OpenAI's shape, for comparison

same dance, different field names
resp = openai_client.chat.completions.create(
    model="gpt-4o",
    messages=messages,
    tools=[{
        "type": "function",
        "function": {
            "name": "get_weather",
            "description": "Get current weather for a city.",
            "parameters": {          # 'parameters', not 'input_schema'
                "type": "object",
                "properties": {"city": {"type": "string"}},
                "required": ["city"],
            },
        },
    }],
)
msg = resp.choices[0].message
if msg.tool_calls:
    messages.append(msg)             # assistant turn, verbatim
    for tc in msg.tool_calls:
        args = json.loads(tc.function.arguments)   # arrives as a STRING
        messages.append({
            "role": "tool",                        # dedicated role
            "tool_call_id": tc.id,
            "content": get_weather(**args),
        })
Key differences: OpenAI nests schemas under function.parameters, arguments arrive as a JSON string you must parse (and which can be malformed — validate!), and results use a dedicated tool role rather than a block inside a user message. The concepts are identical; only the plumbing differs.

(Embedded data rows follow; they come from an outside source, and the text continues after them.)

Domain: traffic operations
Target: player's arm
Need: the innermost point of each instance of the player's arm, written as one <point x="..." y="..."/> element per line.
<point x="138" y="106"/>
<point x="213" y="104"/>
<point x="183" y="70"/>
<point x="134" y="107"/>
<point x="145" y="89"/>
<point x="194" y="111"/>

Tool descriptions are prompts
The model chooses tools by reading their names and descriptions — nothing else. A bad description ("weather tool") yields wrong tool choices and garbage arguments. A good one says what the tool does, when to use it, what it returns, and its units/limits. Anthropic's own guidance: extremely detailed descriptions are the single highest-leverage factor in tool-use quality.
Key takeaways
  • The model requests; your code executes. All side effects are yours.
  • Loop on stop_reason == "tool_use"; resend assistant turns verbatim; match tool_use_id exactly.
  • Multiple tool calls can arrive in one turn — answer all of them.
  • Tool errors go back as tool_result content (with is_error: true on Anthropic) so the model can recover.
  • Invest in tool descriptions like you invest in prompts — they are prompts.